In the News: Gay students welcome 'don't ask' repeal
from Newsday.
ANNAPOLIS, Md. -- Gay students at the military service academies are wrapping up the first year in which they no longer had to hide their sexual orientation, benefiting from the end of the "don't ask, don't tell" policy that used to bar them from seemingly ordinary activities such as taking their partners openly to graduation events.
For the first time, gay students at the U.S. Naval Academy were able to take a same-sex date to the academy's Ring Dance for third-year midshipmen. The U.S. Air Force Academy in Colorado Springs, Colo., recognized a club for gay students this month.
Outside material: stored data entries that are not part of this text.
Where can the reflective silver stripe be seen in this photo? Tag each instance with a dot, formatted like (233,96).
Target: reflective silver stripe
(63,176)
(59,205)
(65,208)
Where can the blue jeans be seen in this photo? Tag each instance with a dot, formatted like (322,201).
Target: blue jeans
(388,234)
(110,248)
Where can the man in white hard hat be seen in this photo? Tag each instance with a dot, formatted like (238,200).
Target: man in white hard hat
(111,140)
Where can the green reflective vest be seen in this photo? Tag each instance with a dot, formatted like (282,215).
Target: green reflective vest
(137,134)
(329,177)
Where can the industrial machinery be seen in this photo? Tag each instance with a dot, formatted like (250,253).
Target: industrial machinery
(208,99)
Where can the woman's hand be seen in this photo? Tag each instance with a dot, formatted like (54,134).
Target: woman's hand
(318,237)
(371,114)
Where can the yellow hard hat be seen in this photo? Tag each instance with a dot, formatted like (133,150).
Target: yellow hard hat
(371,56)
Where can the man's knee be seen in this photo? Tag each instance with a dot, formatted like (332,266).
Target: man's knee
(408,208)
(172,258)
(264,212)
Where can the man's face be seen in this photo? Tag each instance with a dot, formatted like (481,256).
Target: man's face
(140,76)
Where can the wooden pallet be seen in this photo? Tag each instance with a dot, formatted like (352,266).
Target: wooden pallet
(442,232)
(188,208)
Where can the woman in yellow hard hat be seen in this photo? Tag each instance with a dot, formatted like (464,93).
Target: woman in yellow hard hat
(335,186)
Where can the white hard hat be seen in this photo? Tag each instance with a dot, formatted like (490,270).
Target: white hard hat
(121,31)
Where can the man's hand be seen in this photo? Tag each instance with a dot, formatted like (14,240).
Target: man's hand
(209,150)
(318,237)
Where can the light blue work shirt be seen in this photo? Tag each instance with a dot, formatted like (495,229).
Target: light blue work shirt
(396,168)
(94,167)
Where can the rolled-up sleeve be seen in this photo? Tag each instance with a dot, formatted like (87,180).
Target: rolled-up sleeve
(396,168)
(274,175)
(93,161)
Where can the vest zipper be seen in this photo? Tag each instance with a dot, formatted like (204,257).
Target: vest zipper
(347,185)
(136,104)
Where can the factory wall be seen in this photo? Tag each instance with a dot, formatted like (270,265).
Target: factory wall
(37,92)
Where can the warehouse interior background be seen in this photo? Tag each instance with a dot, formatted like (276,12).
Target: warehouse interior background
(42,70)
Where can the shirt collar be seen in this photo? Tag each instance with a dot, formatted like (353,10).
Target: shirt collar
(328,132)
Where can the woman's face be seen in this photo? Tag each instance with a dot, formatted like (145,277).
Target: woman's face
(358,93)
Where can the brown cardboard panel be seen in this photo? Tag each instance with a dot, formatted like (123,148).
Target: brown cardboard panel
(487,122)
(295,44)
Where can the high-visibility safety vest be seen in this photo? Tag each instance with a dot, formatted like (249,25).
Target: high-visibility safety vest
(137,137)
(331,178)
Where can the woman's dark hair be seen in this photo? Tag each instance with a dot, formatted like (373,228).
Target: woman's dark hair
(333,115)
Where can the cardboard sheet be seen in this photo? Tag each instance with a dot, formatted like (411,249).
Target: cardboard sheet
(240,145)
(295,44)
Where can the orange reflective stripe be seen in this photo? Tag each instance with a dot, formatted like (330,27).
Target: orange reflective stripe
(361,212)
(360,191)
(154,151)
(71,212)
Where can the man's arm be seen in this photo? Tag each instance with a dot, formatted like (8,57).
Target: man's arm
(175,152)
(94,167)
And gay cadets at the U.S. Military Academy in West Point are relieved they no longer have to worry about revealing their sexuality.
Several gay students from the nation's major military academies said the September repeal of "don't ask, don't tell," an 18-year-old legal provision under which gays could serve as long as they didn't openly acknowledge their sexual orientation, meant significant change.
"For the most part, it allows us to be a complete person, as opposed to compartmentalizing our lives into different types of boxes," said newly commissioned Air Force 2nd Lt. Dan Dwyer, who graduated Wednesday from the academy.
West Point held its graduation Saturday, and the Naval Academy's is set for Tuesday.
Official recognition by the Air Force school in May of the social club Spectrum means gay students there won't have to meet underground any more.